Alain de Botton, a more professional philosophe, treats Wittgenstein early on, quoting his reflection: “You think philosophy is difficult but I tell you, it is nothing compared to the difficulty of being a good architect.” (Good architects seldom believe the converse; rather, many have found a determined loopiness of thought a spur to productivity.)
The layout of The Architecture of Happiness, the short, numbered, loosely connected sections, might owe something to the form the publication of Wittgenstein’s later cultural writings took, when he found doing philosophy easier but completing philosophies impossible.
The book is not a sustained argument but a series of reflections, more or less informed by traditional problems of aesthetics, always connected to specific buildings or architectural features: a kind of amateur criticism in a philosophical style, which might help fellow amateurs to clarify their feelings about architecture.

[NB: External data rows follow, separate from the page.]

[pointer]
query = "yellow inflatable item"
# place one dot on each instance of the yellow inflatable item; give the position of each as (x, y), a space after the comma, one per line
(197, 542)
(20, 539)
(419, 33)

De Botton’s quarry is aesthetics in general, though. He makes cross-form comparisons from the first, suggesting, for instance, that architecture shares with literature the absence of any guaranteed methods of achieving quality despite millenniums of practice, or that the abstract but implement-like sculptures of Henry Moore or Barbara Hepworth can alert us to the design in everyday things such as door knobs.
His reflections on architecture are intense and considered. But part of what makes it interesting to him is the unavoidable connection with the human. An aesthetician starting with architecture should be less tempted by formalist definitions of quality because buildings are or were lived in or otherwise used, and show an idea of life.
Of course, de Botton is conscious of the ways architecture is atypical of aesthetic objects. Buildings have a central engineering component – they’re made of lots of stuff and have to stay up – which has led to the temptation of functionalism, of taking some particular engineering solution as natural simplicity, as well as the virtue of elegance, which might be most clearly found in monumental bridges.
He can be good on the experience of living buildings: he leaves the McDonald’s in an above-average concrete and glass building near London’s Westminster Cathedral – great for solitary dining after being stood up for lunch, not so great when a boisterous party of Finns turns up – for the strange Byzantine-style cathedral, and finds in himself a willingness to believe its owners’ otherworldly dogmas because of darkness, incense and confident iconography. (I once made the reverse trek from Westminster Cathedral to McDonald’s, to read the copy of The Tablet I’d bought at the cathedral, with similar feelings, minus the Finns.)
Or the lively Paris cafe where he avoided the Bibliotheque Nationale (a dreary building, though that wasn’t why he was avoiding it) in an area Le Corbusier had slated for the kind of high-rise future world whose main living relatives are in the banlieu slums of Paris and the inner suburbs of Melbourne.